Modeling relationships in F# using discriminated unions provides a powerful approach to building robust domain-specific applications. By leveraging DUs, you can create type-safe, expressive, and maintainable domain models that encode business rules directly in the code. The financial data examples above—modeling instruments, transactions, and account types—demonstrate how F#’s type system can simplify complex domains while ensuring correctness.

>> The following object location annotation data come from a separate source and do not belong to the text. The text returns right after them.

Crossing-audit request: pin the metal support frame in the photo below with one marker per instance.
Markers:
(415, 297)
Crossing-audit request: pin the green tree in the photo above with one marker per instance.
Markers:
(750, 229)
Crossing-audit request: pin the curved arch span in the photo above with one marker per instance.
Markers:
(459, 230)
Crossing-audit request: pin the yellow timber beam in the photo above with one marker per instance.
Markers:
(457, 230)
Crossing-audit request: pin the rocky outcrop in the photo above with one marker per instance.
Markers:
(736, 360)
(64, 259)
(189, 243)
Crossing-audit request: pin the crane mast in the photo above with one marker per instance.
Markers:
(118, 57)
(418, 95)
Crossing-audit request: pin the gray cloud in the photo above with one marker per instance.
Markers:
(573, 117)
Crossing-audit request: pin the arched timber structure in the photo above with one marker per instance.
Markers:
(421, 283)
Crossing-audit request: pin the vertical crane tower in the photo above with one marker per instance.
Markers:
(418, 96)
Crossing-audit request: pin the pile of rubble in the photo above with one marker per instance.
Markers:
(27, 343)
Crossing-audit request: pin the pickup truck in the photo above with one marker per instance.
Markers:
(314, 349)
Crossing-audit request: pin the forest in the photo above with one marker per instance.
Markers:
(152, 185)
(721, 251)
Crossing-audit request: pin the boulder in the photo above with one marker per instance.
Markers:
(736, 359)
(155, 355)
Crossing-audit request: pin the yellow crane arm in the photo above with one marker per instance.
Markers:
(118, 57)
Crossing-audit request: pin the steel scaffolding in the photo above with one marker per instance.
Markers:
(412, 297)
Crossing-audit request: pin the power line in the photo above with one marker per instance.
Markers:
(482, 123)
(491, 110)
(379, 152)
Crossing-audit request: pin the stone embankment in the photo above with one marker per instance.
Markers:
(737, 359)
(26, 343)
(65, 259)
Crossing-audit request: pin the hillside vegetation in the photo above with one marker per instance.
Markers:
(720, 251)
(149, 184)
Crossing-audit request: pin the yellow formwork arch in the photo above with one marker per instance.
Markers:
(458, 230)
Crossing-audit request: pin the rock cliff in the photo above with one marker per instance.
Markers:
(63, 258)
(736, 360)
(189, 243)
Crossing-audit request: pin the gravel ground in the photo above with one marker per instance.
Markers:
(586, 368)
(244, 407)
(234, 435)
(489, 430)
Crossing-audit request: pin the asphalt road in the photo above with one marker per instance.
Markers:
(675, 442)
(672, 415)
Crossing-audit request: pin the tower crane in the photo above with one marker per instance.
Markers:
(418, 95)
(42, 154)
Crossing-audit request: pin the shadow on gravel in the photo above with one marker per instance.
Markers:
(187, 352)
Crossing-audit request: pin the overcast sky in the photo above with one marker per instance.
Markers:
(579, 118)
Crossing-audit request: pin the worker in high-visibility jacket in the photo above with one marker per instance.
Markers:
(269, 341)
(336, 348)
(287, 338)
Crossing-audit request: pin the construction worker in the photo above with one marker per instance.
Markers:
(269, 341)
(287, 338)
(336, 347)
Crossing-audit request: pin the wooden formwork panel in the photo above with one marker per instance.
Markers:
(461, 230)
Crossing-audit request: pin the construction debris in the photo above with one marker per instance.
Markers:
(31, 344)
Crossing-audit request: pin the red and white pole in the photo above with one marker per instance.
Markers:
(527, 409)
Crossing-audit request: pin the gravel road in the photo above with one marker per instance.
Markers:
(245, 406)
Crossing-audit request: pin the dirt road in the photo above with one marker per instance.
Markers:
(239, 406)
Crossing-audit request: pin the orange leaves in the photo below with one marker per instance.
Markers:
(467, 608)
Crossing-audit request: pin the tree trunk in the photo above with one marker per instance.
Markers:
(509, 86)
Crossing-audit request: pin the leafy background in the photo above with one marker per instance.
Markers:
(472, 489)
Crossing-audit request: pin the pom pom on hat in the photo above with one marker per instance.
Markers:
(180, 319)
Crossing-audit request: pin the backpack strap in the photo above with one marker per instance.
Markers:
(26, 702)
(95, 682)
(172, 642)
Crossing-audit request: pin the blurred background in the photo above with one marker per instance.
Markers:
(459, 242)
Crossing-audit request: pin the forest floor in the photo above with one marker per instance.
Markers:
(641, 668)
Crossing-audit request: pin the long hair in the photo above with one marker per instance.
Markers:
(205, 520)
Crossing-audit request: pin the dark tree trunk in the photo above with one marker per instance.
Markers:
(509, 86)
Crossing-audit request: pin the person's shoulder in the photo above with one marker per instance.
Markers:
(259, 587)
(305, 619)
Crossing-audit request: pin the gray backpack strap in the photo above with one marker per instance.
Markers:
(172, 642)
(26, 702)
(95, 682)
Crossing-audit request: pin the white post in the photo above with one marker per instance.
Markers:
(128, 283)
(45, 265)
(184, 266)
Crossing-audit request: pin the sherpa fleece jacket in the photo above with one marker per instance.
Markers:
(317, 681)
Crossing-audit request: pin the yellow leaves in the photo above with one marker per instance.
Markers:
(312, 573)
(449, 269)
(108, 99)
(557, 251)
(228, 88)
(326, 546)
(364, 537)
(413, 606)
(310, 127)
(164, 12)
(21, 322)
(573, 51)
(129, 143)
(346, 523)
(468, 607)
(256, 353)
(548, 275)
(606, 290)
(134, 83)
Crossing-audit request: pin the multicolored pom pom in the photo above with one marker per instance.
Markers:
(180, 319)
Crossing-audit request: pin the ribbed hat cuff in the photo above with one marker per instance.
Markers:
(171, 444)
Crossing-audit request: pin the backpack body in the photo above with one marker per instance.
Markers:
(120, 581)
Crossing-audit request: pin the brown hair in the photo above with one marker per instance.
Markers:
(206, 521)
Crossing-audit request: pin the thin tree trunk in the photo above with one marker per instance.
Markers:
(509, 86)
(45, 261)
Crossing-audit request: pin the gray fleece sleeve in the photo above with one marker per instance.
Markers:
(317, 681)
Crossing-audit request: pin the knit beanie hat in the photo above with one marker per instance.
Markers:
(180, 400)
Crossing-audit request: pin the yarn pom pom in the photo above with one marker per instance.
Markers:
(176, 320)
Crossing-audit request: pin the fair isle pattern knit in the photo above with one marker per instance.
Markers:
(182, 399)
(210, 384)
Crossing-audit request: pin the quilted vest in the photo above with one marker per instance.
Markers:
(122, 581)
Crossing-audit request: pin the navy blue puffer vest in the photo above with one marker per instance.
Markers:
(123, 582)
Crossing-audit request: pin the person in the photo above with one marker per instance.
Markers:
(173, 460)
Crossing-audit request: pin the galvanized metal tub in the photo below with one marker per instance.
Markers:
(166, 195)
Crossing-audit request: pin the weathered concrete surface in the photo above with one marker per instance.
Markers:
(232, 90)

As Isaac Abraham notes, F#’s functional-first approach, combined with tools like DUs, leads developers to a “pit of success,” where the language’s design naturally guides you toward writing better code.

For further exploration, check out the companion code repository for Get Programming with F# on Github or dive into Abraham’s F# in Action for more advanced domain-modelling examples. May your models be as robust as your F# types!